Chasing history, England aim to upstage seasoned Australia in World Cup semi-final in Birmingham today

Birmingham: England seem primed to win their maiden title but it will take a special effort to upstage arch-rivals and record five-time champions Australia in the second World Cup semifinal here on Thursday. England have turned it around following their first-round exit in the 2015 edition and have become a formidable one-day side. Considering the firepower the hosts possess, many current and former players have said it is England's World Cup to lose, a trophy they have not been able to lift despite making the final in 1979, 1987 and 1992. And between them and a fourth shot at the title, stand familiar foes Australia who have been so consistent in the mega event that they are yet to lose a semifinal, having won six and one being a dramatic tie against South Africa in the 1999 edition.

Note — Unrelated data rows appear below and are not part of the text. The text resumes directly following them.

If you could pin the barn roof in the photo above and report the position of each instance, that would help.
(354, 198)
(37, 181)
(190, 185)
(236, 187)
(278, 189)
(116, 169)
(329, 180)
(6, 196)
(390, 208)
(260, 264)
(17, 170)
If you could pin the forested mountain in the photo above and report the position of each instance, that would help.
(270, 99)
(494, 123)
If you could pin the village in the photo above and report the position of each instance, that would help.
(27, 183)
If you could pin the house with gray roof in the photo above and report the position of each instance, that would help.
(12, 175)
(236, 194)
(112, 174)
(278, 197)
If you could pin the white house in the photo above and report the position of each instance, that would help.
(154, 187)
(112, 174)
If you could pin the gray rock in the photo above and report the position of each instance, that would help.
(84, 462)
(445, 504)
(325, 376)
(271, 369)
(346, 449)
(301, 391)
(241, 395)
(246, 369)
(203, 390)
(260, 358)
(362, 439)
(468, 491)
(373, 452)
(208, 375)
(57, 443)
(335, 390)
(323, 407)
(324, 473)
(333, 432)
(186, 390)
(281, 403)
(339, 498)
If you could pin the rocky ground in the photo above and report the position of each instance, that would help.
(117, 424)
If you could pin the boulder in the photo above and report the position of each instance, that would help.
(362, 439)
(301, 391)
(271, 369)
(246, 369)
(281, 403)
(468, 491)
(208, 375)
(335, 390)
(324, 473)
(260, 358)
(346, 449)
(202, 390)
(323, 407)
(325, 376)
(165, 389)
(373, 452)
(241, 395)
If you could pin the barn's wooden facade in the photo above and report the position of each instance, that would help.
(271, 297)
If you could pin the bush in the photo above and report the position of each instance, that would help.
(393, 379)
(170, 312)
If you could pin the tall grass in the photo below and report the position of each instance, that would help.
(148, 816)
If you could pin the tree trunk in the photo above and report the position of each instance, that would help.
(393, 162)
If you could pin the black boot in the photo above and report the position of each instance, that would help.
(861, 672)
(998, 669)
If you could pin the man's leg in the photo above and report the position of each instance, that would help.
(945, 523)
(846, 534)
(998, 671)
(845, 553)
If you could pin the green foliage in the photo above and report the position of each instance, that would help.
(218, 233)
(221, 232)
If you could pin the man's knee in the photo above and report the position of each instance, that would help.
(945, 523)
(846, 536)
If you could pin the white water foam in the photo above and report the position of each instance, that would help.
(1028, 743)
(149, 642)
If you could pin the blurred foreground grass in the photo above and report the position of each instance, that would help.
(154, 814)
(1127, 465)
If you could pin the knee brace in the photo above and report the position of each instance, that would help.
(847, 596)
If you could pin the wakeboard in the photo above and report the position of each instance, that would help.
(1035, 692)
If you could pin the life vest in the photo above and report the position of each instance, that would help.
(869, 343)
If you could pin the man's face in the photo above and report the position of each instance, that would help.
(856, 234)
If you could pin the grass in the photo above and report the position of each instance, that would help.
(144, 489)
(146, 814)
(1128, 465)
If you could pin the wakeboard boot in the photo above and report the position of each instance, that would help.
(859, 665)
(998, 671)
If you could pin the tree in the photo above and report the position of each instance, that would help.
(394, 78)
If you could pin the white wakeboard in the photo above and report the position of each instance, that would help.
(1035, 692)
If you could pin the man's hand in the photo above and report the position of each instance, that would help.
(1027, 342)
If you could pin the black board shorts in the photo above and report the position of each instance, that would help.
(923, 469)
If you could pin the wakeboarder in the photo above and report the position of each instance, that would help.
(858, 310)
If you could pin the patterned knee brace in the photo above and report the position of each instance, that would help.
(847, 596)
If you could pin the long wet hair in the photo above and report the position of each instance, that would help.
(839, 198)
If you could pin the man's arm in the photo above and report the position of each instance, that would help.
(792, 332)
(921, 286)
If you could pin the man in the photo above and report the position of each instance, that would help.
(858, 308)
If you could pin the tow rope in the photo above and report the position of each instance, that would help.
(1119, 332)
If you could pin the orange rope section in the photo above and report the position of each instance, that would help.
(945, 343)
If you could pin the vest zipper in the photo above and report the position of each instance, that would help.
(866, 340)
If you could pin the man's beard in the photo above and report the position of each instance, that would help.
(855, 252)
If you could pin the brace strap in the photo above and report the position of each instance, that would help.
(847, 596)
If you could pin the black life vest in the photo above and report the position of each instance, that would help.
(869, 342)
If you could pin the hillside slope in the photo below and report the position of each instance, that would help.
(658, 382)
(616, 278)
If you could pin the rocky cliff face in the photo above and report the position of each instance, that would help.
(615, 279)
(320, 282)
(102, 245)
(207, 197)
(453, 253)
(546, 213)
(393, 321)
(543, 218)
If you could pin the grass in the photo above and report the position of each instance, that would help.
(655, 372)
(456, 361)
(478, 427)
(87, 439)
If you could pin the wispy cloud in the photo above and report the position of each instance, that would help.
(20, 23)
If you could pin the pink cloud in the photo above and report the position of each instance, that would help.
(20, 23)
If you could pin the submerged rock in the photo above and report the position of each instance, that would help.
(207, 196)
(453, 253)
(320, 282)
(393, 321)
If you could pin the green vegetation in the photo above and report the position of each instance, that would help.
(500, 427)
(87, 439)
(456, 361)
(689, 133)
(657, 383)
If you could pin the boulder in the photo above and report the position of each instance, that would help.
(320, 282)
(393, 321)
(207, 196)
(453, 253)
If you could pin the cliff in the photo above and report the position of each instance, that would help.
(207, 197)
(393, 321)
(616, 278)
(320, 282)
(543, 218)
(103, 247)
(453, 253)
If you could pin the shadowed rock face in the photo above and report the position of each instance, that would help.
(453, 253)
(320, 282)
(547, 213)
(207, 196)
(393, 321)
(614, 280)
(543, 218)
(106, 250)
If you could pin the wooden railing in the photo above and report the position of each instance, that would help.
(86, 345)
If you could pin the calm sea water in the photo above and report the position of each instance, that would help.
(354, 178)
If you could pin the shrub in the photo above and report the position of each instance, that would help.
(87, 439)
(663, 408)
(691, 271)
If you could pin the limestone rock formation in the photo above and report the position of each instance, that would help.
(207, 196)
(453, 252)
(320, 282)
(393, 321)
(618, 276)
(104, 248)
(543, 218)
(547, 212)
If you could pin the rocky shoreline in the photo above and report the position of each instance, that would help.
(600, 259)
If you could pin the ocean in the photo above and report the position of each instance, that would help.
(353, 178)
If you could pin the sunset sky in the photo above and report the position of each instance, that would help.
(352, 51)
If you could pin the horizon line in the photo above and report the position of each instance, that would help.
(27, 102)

Not many would have put their money on Australia as recent as four months ago but Aaron Finch and his team have made a phenomenal comeback that began with a rare series win in India in March. Though they still cannot be bracketed among the 'invincible' Australian teams of the past, trust them to rise to the occasion when the stakes are high.

They seem to be peaking at the right time and look a relaxed bunch, something that was very much evident when the entire squad walked barefoot around the outfield at Edgbaston here on Monday. "If you go back 12 months ago there wasn't too much to be relaxed and chilled about in Australian cricket, was there?. And that's the truth," said Australia coach Justin Langer ahead of the game.

"We went through a major crisis in our cricket. It didn't just affect our cricket, it affected our country, so there wasn't too much to be relaxed about. We've had to work hard on being more humble in what we do and being focussed on playing good cricket but also being good people as well. "And I know there will be some English people who will laugh about that but its actually true. We had to work hard on that and that's a good bunch of players," said the former opener," he said referring to the period which saw senior players David Warner and Steve Smith being handed out one-year bans for ball-tampering. England may have won 10 out of their last 12 meetings against Australia but they know well that the piece of statistic counts for little heading into the semifinal, especially after the Eoin Morgan-led side's 64-loss to them in the league stage.

But England are back to their best since that loss to Australia as they beat India and New Zealand in their final two league games. Openers Jonny Bairstow and Jason Roy have been on fire and the team will be expecting another flying start from the destructive duo. England pacer Liam Plunkett feels his team is a title favourite for a reason and fancies beating Australia who suffered an unexpected defeat against South Africa in their final league fixture. "We are a different sort of animal compared to our last teams. We have played well for the past four years, we're ranked number one. We feel on our day we can beat anyone in the world," he said.

The pace attack has provided the x-factor to both teams, adding to excitement of the contest. While England don't have injury issues, Australia coach Langer has already confirmed Peter Handscomb will replace an injured Usman Khawaja in the playing eleven. All-rounder Marcus Stoinis has recovered from a side strain he sustained against South Africa.



Aaron Finch (captain), Jason Behrendorff, Alex Carey (wk), Nathan Coulter-Nile, Pat Cummins, Peter Handscomb, Usman Khawaja, Nathan Lyon, Glenn Maxwell, Kane Richardson, Steve Smith, Mitchell Starc, Marcus Stoinis, David Warner, Adam Zampa (Standby players: Matthew Wade, Mitchell Marsh)


Eoin Morgan (captain), Moeen Ali, Jofra Archer, Jonny Bairstow, Jos Buttler (wk), Tom Curran, Liam Dawson, Liam Plunkett, Adil Rashid, Joe Root, Jason Roy, Ben Stokes, James Vince, Chris Woakes, Mark Wood.

Star preformers


David Warner (638 runs, three centuries, HS 166)

Mitchell Starc (24 wickets @ 16.61, Best 5-26)


Joe Root (500 runs, two centuries, HS 107

Jofra Archer (17 wickets @ 22.76, Best 3-27

How crucial is the toss?

Both the teams will want to bat first and put some runs on the board. Toss is likely to play a crucial role in the final outcome of the game.

If England bat first

Openers have been in sublime form in the last two games. If they can provide a good start, England have the firepower in the middle order to go past 300. Though Eoin Morgan scored a brilliant hundred in the tournament, his form has been patchy.

If Australia bat first

A lot depends on the opening duo of Warner and Finch. If they can get off to a good start, 300+ is on the cards. If the openers fall cheaply, Australia might have to contend with a score of around 260 to 270.

Who will win the match?

Even though Australia has been a better side in the tournament, England seems to have gained momentum at the right time and thus they might emerge victorious in this mouth-watering contest.